Postface : pour résumer, le propos de Jérôme Bel est déterminé, d’après ce qu’il en dit, par des lectures : Barthes, Althusser, et quelque autres — c’est-à-dire tout un héritage néokantien, ou encore, tout ce que la Réaction des années 1960 a pu produire comme penseurs « progressistes », ou « de gauche », pour légitimer et étendre son pouvoir culturel. Sur ces questions, celui qui a poussé le plus loin l’analyse est Michel Clouscard, notamment dans Le Capitalisme de la séduction et Critique du libéralisme-libertaire, publiés durant les années 80, et réédités récemment chez Delga. Autrement dit, Jérôme Bel produit un néoclassissisme pour professeurs d’université fascinés par Canal +.
Postface 2 : A propos des pièces de Jérôme Bel, les conclusions de mon premier article comprenait une autre partie :
…il y a l’autre Jérôme Bel, celui non intentionnel, opératoire, et contributif. Comme une contribution à la critique de l’économie symbolique du spectacle. L’investissement « 0 » des signes fait tendre chaque danseur vers la seule fonction, et chaque fonction vers la seule activation. Point barre. Cette tendance entraîne l’ensemble de ses pièces, et le catalogue raisonné qui va avec, vers la base de données à disposition de la recherche radicale en art. Cette dimension installe, effectivement, le travail de Bel dans une perspective duchampienne, et même « manétienne », dans la mesure où l’écriture symbolique se comprend comme tracé de sentier à même les formes de la culture et à la rencontre, immaîtrisable, des situations. Tracé comme investissement symbolique à même la trame symbolique usuelle. Tracé infini, car si les exigences spectaculaires de l’industrie culturelle sont génériquement en nombre fini, l’écriture sur ces exigence ne l’est pas, car elle est d’un autre ordre — ordre présent déjà dans ce qui, dans les spectacles de Bel, figuralement, lui échappe.

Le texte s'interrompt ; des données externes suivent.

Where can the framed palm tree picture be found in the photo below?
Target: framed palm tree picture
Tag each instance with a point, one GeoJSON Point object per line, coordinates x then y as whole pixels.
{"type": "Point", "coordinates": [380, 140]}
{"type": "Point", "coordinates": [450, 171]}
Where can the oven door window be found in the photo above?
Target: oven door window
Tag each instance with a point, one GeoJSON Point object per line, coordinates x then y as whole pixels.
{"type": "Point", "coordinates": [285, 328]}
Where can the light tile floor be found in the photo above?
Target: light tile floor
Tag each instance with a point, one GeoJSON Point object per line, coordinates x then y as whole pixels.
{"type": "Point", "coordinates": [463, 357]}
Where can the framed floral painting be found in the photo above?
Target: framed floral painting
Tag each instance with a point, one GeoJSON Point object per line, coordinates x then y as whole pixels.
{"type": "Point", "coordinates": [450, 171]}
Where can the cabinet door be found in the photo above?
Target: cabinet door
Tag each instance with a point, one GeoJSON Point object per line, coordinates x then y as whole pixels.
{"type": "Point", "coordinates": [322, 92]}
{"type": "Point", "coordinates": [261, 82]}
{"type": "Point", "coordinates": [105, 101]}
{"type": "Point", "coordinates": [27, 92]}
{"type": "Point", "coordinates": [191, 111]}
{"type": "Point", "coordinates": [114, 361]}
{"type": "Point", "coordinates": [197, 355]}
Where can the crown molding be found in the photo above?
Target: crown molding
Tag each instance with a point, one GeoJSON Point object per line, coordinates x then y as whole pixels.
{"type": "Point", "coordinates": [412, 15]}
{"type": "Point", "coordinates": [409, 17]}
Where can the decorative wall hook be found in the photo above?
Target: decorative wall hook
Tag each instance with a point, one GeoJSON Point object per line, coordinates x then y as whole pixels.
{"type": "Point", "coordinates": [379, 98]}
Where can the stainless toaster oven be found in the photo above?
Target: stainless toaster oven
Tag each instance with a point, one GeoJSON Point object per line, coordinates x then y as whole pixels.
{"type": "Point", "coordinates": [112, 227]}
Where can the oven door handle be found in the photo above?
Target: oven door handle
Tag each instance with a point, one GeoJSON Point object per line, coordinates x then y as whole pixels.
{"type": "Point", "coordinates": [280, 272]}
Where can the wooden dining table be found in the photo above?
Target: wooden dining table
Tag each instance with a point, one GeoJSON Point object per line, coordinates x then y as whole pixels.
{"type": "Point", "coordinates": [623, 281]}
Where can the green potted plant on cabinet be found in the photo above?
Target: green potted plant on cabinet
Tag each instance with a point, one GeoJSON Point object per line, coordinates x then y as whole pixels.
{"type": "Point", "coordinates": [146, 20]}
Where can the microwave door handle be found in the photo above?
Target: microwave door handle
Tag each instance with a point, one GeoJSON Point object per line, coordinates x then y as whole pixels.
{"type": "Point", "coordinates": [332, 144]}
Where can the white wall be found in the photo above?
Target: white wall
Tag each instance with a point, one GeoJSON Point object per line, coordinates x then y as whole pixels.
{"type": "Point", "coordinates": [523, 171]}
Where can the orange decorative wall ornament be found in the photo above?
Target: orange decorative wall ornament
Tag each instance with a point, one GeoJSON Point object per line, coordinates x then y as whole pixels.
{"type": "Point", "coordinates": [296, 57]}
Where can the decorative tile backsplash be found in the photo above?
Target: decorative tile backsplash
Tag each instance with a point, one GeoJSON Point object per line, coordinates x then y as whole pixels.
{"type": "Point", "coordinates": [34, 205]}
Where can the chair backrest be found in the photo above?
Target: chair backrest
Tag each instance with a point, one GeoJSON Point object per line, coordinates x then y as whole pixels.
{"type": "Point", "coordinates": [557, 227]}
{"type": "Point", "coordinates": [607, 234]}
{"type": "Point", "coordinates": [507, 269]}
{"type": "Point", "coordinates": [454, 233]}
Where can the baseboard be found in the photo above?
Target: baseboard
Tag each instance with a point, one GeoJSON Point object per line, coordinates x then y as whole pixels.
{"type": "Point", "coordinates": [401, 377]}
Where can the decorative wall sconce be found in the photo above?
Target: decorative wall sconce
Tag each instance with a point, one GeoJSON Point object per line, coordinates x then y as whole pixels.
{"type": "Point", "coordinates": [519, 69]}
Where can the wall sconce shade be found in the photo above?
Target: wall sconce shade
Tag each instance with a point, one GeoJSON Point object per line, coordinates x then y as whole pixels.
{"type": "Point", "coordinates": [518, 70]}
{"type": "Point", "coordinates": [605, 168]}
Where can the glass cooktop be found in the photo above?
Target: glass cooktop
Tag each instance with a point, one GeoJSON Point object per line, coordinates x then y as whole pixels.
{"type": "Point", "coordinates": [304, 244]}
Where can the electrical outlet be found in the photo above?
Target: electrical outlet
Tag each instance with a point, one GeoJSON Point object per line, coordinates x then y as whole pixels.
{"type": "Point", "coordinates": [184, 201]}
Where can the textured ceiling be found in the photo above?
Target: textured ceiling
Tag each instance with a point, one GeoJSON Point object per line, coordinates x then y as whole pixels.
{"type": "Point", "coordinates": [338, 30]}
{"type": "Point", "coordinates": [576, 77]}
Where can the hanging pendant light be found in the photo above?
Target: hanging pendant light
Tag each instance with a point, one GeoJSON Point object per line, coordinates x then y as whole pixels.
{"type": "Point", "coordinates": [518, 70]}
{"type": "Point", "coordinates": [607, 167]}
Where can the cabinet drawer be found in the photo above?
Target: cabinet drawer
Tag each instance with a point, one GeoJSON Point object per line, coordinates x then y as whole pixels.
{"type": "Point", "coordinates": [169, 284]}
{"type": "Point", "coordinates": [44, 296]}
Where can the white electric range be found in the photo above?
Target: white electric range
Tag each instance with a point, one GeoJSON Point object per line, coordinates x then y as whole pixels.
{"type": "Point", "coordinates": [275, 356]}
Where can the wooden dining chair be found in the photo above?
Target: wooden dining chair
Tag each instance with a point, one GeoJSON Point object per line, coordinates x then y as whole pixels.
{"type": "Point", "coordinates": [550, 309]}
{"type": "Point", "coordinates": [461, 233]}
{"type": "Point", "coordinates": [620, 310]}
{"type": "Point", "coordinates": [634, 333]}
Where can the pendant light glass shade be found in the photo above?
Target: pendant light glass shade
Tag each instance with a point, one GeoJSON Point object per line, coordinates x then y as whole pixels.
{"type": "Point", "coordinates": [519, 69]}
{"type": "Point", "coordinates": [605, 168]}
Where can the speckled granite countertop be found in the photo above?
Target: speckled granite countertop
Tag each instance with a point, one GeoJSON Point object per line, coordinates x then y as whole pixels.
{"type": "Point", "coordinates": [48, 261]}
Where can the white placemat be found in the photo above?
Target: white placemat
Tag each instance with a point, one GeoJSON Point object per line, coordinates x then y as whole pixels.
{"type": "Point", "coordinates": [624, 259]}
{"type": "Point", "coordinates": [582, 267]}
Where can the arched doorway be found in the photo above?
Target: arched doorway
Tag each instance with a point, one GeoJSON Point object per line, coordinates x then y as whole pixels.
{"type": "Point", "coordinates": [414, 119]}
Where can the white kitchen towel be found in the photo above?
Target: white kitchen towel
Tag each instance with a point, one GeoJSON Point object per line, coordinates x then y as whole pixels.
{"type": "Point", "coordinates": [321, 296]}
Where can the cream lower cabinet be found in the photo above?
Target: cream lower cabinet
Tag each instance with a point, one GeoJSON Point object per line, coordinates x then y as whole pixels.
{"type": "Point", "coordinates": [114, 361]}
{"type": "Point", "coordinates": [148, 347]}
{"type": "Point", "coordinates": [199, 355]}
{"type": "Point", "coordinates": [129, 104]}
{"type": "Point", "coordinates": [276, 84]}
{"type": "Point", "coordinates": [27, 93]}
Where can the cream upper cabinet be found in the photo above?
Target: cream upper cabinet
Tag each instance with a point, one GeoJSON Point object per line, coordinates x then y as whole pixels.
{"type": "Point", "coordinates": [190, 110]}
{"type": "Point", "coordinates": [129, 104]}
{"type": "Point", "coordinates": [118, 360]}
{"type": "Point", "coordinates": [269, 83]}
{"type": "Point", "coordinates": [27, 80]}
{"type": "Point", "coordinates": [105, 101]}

Je ne suis pas sûr d’adhérer encore à la militance esthétique qui imprègne ces lignes, et m’en expliquerai, comme j’ai commencé de le faire dans le texte Réification du signifiant et comédie du risque (octobre 2009). L’ultime proposition cependant, « ce qui, dans les spectacles de Bel, figuralement, lui échappe », il me semble qu’elle pointe vers la relative autonomie esthétique des dites pièces. En ceci, elles ne sont pas réductibles à une sociologie de l’art, telle que le présent article la mène. Il ne s’agit pas de réduire la portée de cette analyse pour autant, mais de remarquer deux aspects en alternance de la même réalité. Concernant le moment où l’esthétique vaut pour elle-même, il n’y a, me semble-t-il, rien qui puisse être substitué aux impressions subjectives du spectateur — d’où ma brièveté touchant aux pièces de Bel sur ce point.

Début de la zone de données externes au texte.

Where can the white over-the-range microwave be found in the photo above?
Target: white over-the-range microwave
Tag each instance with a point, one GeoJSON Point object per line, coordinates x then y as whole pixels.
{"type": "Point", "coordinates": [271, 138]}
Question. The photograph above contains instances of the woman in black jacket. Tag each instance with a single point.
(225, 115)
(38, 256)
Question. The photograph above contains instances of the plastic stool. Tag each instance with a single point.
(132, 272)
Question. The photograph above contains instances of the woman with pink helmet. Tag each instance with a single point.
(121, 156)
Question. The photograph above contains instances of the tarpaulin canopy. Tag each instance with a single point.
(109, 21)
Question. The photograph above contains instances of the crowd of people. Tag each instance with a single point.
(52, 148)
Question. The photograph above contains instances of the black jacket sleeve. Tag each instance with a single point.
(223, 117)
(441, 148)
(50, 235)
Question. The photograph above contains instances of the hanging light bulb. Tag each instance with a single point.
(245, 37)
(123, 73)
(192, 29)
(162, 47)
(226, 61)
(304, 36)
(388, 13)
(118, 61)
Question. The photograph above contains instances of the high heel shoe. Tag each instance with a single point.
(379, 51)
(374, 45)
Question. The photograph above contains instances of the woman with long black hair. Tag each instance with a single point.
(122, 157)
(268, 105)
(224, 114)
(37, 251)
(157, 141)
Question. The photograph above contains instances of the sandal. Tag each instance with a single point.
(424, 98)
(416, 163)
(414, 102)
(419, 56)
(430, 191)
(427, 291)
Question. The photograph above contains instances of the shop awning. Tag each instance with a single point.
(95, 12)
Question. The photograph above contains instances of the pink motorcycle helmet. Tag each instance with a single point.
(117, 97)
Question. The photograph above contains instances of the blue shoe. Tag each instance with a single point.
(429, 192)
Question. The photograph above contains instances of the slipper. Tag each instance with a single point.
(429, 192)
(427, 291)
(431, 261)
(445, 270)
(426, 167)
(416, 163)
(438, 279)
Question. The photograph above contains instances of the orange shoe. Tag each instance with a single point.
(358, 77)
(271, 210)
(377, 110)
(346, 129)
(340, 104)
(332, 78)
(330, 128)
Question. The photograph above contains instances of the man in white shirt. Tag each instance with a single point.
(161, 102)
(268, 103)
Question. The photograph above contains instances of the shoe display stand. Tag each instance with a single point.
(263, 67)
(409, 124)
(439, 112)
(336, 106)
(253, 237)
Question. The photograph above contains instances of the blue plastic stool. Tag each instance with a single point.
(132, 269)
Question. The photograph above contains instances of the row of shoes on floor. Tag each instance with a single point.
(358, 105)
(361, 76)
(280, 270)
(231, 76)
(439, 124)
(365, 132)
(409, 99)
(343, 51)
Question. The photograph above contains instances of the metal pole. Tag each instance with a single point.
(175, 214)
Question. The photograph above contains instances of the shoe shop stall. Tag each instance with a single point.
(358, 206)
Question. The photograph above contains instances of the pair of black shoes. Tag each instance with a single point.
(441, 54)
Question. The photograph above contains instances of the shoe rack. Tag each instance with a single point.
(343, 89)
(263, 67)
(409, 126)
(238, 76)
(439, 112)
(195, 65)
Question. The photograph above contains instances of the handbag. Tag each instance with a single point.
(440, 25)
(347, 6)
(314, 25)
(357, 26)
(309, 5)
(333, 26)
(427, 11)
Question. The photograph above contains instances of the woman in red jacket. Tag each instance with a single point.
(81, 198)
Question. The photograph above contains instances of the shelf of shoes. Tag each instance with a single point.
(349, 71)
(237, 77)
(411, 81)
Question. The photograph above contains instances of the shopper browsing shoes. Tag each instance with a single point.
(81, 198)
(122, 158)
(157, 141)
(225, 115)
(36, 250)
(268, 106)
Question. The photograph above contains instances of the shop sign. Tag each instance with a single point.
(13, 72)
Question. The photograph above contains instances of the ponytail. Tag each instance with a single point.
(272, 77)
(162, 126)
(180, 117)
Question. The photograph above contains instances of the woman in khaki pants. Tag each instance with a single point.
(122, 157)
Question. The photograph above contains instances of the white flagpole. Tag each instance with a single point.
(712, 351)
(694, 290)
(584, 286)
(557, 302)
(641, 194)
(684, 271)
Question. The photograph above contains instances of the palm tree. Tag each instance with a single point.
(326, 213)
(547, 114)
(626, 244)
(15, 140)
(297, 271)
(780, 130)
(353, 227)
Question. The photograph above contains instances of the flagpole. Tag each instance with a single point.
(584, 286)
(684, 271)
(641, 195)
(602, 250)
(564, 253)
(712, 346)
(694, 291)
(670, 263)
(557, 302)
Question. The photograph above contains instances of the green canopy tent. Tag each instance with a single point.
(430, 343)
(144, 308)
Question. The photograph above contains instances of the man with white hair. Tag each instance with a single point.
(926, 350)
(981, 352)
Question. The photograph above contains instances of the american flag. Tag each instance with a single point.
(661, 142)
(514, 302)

A venir prochainement : Qu’est-ce que le néokantisme?
[1] Et parce qu’il ne s’agit pas de faire de l’ « humain » une ontologie, je reposerai la question de l’ « être » humain ultérieurement.
[2] Le mot « bourgeois » a bien sûr ici un sens sociologique et n’a pas pour objet d’impliquer un jugement de valeur.
[3] En ceci, ce qu’a fait Jérôme Bel poursuit, en le renouvelant, le parcours du travail chorégraphique du Judson Church Theater des années 62-64 aux Etats-Unis.
[4] Je dois vérifier dans quelle mesure la thèse « rien n’est sacré » revient sur le rapport infini qui unit le sujet à lui-même et aux autres, acquis spirituel et politique de la modernité.